— Ну, мне тут с тобой свататься некогда! — с холодным бешенством сказал Мишка. — Из дому выходишь?
— Нет! Изыди, супостатина!
— Самое через вас, таких закоснелых, и война идет! Вы самое и народ мутите, супротив революции направляете… — Мишка торопливо начал снимать карабин…
После выстрела дед Гришака упал навзничь, внятно сказал:
— Яко… не своею си благодатию… но волею бога нашего приидох… Господи, прими раба твоего… с миром… — и захрипел, под белыми усами его высочилась кровица.
— Примет! Давно бы тебя, черта старого, надо туда спровадить!
Мишка брезгливо обошел протянувшегося возле сходцев старика, взбежал на крыльцо.
Сухие стружки, занесенные в сени ветром, вспыхнули розоватым пламенем, дощатая переборка, отделявшая кладовую от сеней, загорелась быстро.
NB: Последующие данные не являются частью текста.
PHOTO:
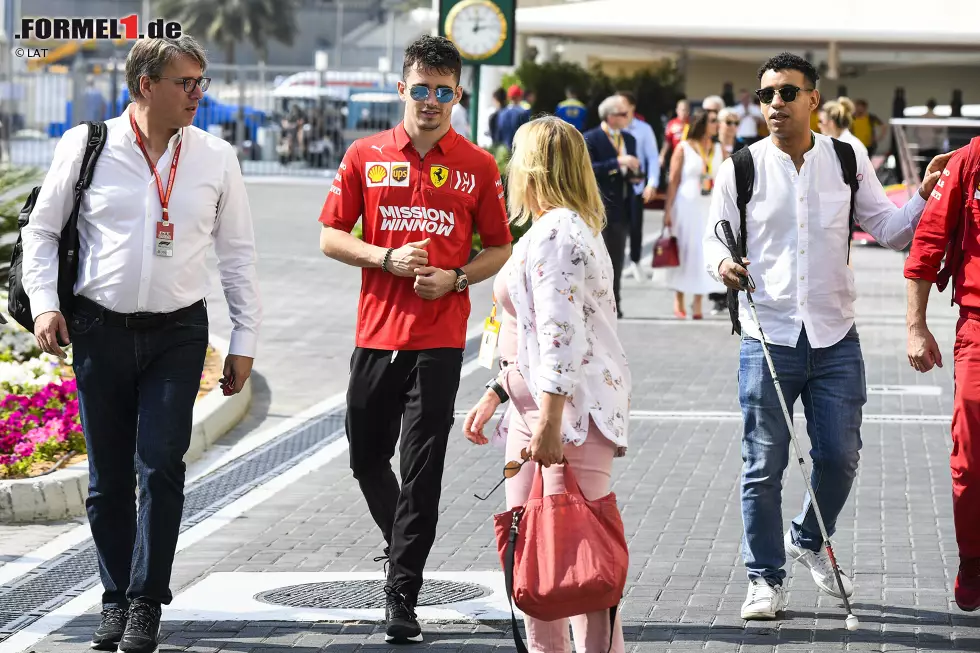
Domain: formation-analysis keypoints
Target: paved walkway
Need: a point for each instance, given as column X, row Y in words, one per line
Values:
column 678, row 489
Дым поднялся до потолка и — схваченный сквозняком — хлынул в комнаты.
Кошевой вышел, и, пока зажег сарай и амбар, огонь в курене уже выбился наружу, с шорохом ненасытно лизал сосновые наличники окон, рукасто тянулся к крыше…
До сумерек Мишка спал в соседней леваде, под тенью оплетенных диким хмелем терновых кустов. Тут же, лениво срывая сочные стебли аржанца, пасся его расседланный и стреноженный конь. На вечер конь, одолеваемый жаждой, заржал, разбудил хозяина.
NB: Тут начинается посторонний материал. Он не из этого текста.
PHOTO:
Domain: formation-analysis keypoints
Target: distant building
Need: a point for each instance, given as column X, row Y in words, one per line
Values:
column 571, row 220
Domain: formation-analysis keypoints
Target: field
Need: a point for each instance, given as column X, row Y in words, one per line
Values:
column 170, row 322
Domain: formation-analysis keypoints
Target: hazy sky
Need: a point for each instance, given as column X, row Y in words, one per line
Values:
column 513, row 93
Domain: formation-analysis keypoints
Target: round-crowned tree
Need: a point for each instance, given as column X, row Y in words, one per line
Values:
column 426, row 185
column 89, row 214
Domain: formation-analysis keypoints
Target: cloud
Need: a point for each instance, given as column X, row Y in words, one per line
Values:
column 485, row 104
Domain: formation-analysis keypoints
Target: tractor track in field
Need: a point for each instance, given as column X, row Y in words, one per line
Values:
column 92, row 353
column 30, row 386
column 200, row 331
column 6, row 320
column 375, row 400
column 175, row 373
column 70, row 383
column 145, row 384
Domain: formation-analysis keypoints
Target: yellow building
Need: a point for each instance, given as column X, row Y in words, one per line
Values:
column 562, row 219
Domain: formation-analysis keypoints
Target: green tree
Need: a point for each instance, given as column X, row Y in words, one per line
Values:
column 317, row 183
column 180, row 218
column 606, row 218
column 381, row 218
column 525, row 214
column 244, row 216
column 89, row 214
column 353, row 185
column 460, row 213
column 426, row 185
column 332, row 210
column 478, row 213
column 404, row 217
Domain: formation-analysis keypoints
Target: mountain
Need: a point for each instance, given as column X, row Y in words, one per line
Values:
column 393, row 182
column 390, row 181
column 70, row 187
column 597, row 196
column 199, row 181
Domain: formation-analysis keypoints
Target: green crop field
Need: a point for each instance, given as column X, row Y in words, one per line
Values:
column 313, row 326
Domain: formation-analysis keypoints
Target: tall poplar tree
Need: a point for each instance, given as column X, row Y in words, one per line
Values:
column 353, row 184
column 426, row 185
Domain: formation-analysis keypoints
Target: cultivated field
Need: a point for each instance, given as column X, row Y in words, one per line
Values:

Мишка встал, увязал в торока шинель, напоил коня тут же в леваде колодезной водой, а потом оседлал, выехал на проулок.
На выгоревшем коршуновском подворье еще дымились черные, обугленные сохи, расползался горчайший дымок. От просторного куреня остались лишь высокий каменный фундамент да полуразвалившаяся печь, поднявшая к небу закопченную трубу.
Кошевой направился прямо к мелеховскому базу.
Ильинична под сараем насыпа́ла в завеску поджожки, когда Мишка, не слезая с седла, открыл калитку, въехал на баз.
— Здравствуйте, тетенька! — ласково приветствовал он старуху.
А та, перепугавшись, и слова не молвила в ответ, опустила руки, из завески посыпались щепки…
— Здорово живете, тетенька!
— Слава… слава богу, — нерешительно ответила Ильинична.
— Живая-здоровая?
— Живая, а уж про здоровье не спрашивай.
— Где же ваши казаки?
Мишка спешился, подошел к сараю.
— За Доном…
— Кадетов дожидаются?
— Мое дело бабье… Я в этих делах не знаю…
— А Евдокея Пантелевна дома?
— И она за Доном.
— Понесла их туда нелегкая! — Голос Мишки дрогнул, окреп в злобе. — Я вам, тетенька, так скажу: Григорий, ваш сынок — самый лютый для советской власти оказался враг. Перейдем мы на энту сторону — и ему первому шворку на шею наденем. А Пантелей Прокофич занапрасну убег. Старый и хромой человек, ему бы вся статья дома сидеть…
— Смерти дожидаться? — сурово спросила Ильинична и опять стала собирать в завеску щепки.
— Ну, до смерти ему далеко. Плетюганов бы, может, заработал трошки, а убивать его бы не стали. Но я, конечно, не затем к вам заехал. — Мишка поправил на груди часовую цепку, потупился. — Я затем заехал, чтобы проведать Евдокею Пантелевну. Жалко мне страшно, что она тоже в отступе, но и вам, тетенька, как вы ее родная мамаша, скажу. А скажу я так: я об ней давно страдаю, но зараз нам дюже некогда по девкам страдать, мы воюем с контрой и побиваем ее беспощадно. А как только вовзят прикончим ее, установится мирная советская власть по всему свету, тогда я, тетенька, буду к вам сватов засылать за вашу Евдокею.
— Не время об этом гутарить!
— Нет, время! — Мишка нахмурился, упрямая складка легла у него промеж бровей. — Свататься не время, а гутарить об этом можно. И мне другую времю для этого не выбирать. Нынче я тут, а завтра меня, может, за Донец пошлют. Поэтому я вам делаю упреждению: Евдокею дуриком ни за кого не отдавайте, а то вам плохо будет. Уж ежли из моей части прийдет письмо, что я убитый, — тогда просватывайте, а зараз нельзя, потому что промеж нас с ней — любовь. Гостинцу я ей не привез, негде его взять, гостинца-то, а ежели вам что из буржуйского, купецкого имения надо, — говорите: зараз пойду и приволоку.